1. In der Regel besteht bei einem sogenannten "späten Kauf" eines Fahrzeugs mit dem Motor EA288 kein Anspruch auf Schadensersatz gegen den Hersteller.

2. Ein etwaiger Differenzschaden bei einem vom Diesel-Skandal betroffenen Fahrzeug verbleibt nicht, wenn er nach Abzug von Restwert des Fahrzeugs und Nutzungsentschädigung durch den Wert eines angebotenen Software-Updates gänzlich aufgezehrt wird. Der Restwert ist auch in Abzug zu bringen, wenn das Fahrzeug noch nicht veräußert wurde.

 

Normenkette

BGB §§ 242, 254, 823

 

Verfahrensgang

LG Limburg a.d. Lahn (Urteil vom 23.07.2021; Aktenzeichen 1 O 163/21)

 

Tenor

Die Entscheidung ist nicht anfechtbar.

Die Berufung des Klägers gegen das Urteil des Landgerichts Limburg an der Lahn vom 23.7.2021 wird zurückgewiesen.

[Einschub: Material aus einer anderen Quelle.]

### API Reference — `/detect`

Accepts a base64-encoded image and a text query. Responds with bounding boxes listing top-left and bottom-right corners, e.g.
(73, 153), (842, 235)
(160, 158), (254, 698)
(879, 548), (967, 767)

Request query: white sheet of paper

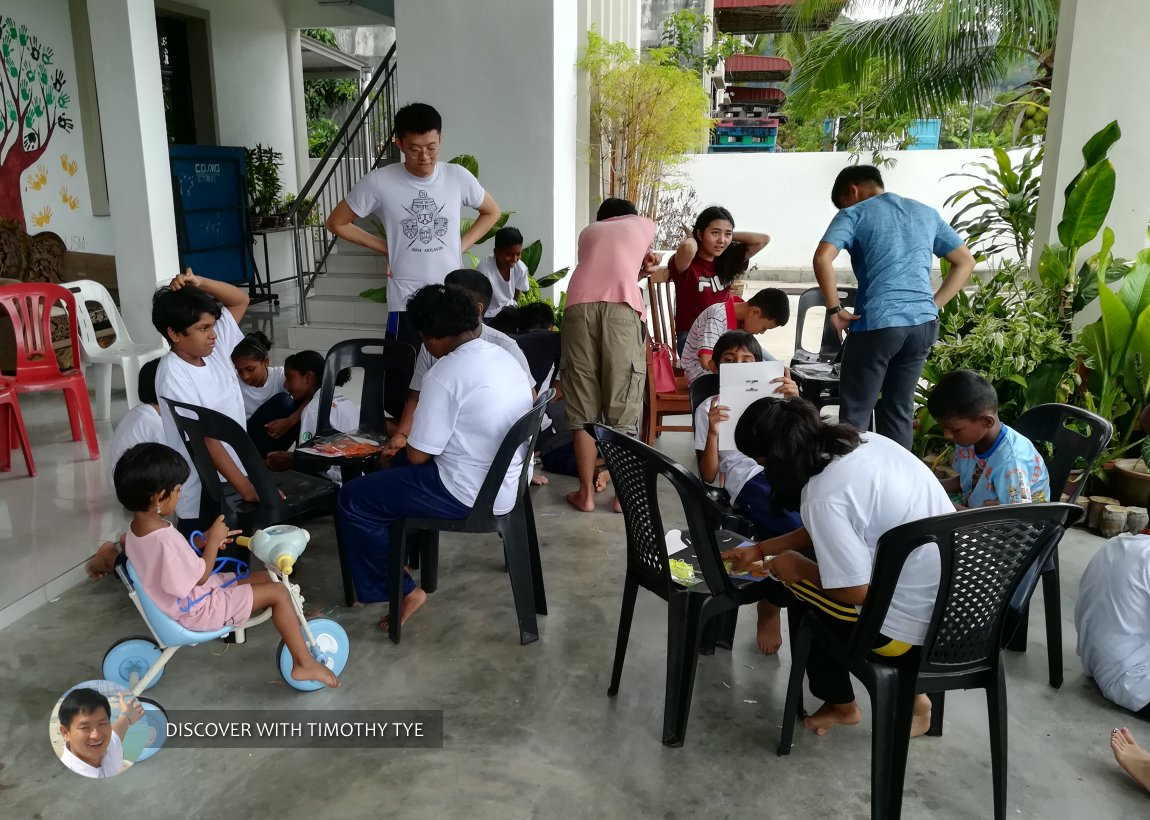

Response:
(719, 361), (783, 450)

Der Kläger hat die Kosten des Berufungsverfahrens zu tragen.

Dieses und das angefochtene Urteil sind ohne Sicherheitsleistung vorläufig vollstreckbar.

Die Revision wird nicht zugelassen.

 

Gründe

I. Von der Bezugnahme auf die tatsächlichen Feststellungen im angefochtenen Urteil mit Darstellung etwaiger Änderungen und Ergänzungen wird gemäß § 540 Abs. 2 i.V.m. § 313 Abs. 1 Satz 1 ZPO abgesehen.

II. Die Berufung hat keinen Erfolg. Im Berufungsverfahren ist nur noch über die mit Schriftsatz vom 18.1.2024 angekündigten Anträge, gerichtet auf Ersatz des Differenzschadens nach § 823 Abs. 2 BGB in Verbindung mit § 6 Abs. 1, § 27 Abs. 1 EG-FGV sowie auf Freistellung von vorgerichtlichen Rechtsverfolgungskosten zu befinden (zum Verhältnis zu dem erstinstanzlich abgewiesenen Anspruch auf großen Schadensersatz vgl. BGH, Urteil vom 25.9.2023 - VIa ZR 1687/22, Rn. 12, juris; Urteil vom 26.6.2023 - VIa ZR 335/21, Rn. 45, juris).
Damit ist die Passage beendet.